遠くの空が赤みがかって頭上には一番星が見えているが、N2達がおこしてくれた焚火のおかげで調理するには十分な明るさが確保できている。
「木の実とー、キノコとー、あと動物がかじってた木の皮だ」
「ありがとうラズ。てっきり虫とかを大量に持ってくるもんかと思ってたよ」
「お前は好き嫌いが激しいからなー」
「昆虫食はそういう域を越えてんだよ……。まぁそのうち覚悟する時が来るかもだけど」
ラズは一応今まで俺が食べてた物から、食べられそうなやつを選んでくれたらしい。
仮に虫を持って来られたら俺はどうしてたかな……。
「毒も入ってなさそうだね。どうやって見分けたの? キノコ類は特に難しいのに」
N2がラズの調達品を解析しながら安全性を確かめる。
キノコの場合、図鑑と比較しても類似品が多く、N2が解析してもほとんど毒が含まれていたので今まで食べるのを避けていたんだ。

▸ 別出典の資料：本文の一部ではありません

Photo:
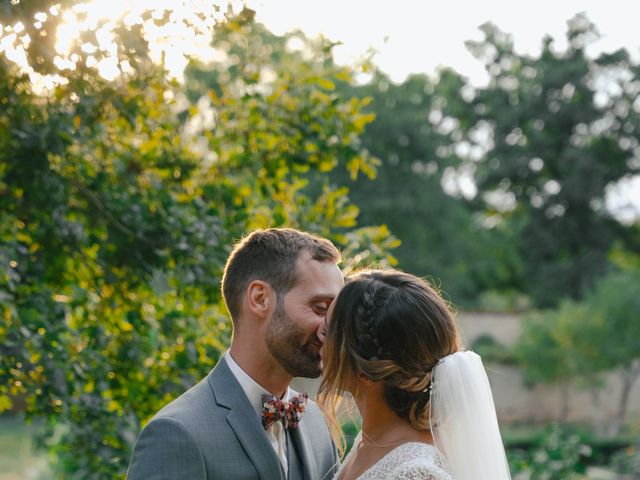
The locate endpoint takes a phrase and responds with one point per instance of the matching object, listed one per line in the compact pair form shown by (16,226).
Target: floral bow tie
(274,409)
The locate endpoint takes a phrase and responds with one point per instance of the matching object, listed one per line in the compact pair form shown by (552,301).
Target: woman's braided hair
(391,327)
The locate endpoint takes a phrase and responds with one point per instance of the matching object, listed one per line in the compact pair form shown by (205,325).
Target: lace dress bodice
(409,461)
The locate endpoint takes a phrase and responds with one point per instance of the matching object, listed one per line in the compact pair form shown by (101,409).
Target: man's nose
(321,333)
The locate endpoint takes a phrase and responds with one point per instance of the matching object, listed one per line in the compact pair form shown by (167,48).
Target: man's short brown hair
(270,255)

「直感……と言いてぇところだが、確証を得たのは他の動物が食ってるのを見たからだな。とって来たのは確実ってわけじゃねえから、食うかどうかはN2が見た結果で決めてくれ。それと……」
ラズが出発前には背負っていなかった葉っぱの包みを地面に下ろす。
その包みの蔓で縛られた口を緩めると、中に入っていた白色の液体がトプンと波打った。
「N2が言ってた名前は、たしかヤギだっけな? そいつと似た動物から、量は少ねえがミルクを分けてもらってきた」
脳が液体をミルクだと認識した瞬間、言葉が出るよりも先に舌が反応し、唾液が口内を潤した。
ミルクだ! 目の前にミルクがある!
「あーーーーー! その手があったか!! なんで思いつかなかったんだろう!!」
完全に意識外だった。
N2達の前では動物性の食糧は死骸でも見付けない限り食べられないと思い込んでいた。
あるじゃん! 乳製品!
興奮して突然荒げてしまった俺の声に驚いて、ラズ達がピクリと体を震わせる。
「ラズ! ナイスだ! お前に頼んで大正解だった!」
「そ、そうかよ……。そんなにこれが飲みたかったのか?」
「それもあるけど、ミルクから色々作れるんだよ! チーズとか、バターとか!」
3人が不思議そうに顔を見合わせる。
多分なんでこんなに俺が喜んでいるのか分からないんだろう。
何日も植物性のものだけで過ごした辛さが!
これから起こる食文化の革命の予兆の尊さが!!
「レイ……泣くな」
「これは嬉し涙だからいいんだ。よし、早速調理に取り掛かるぞ!!」
何作ろう何作ろう何作ろう!!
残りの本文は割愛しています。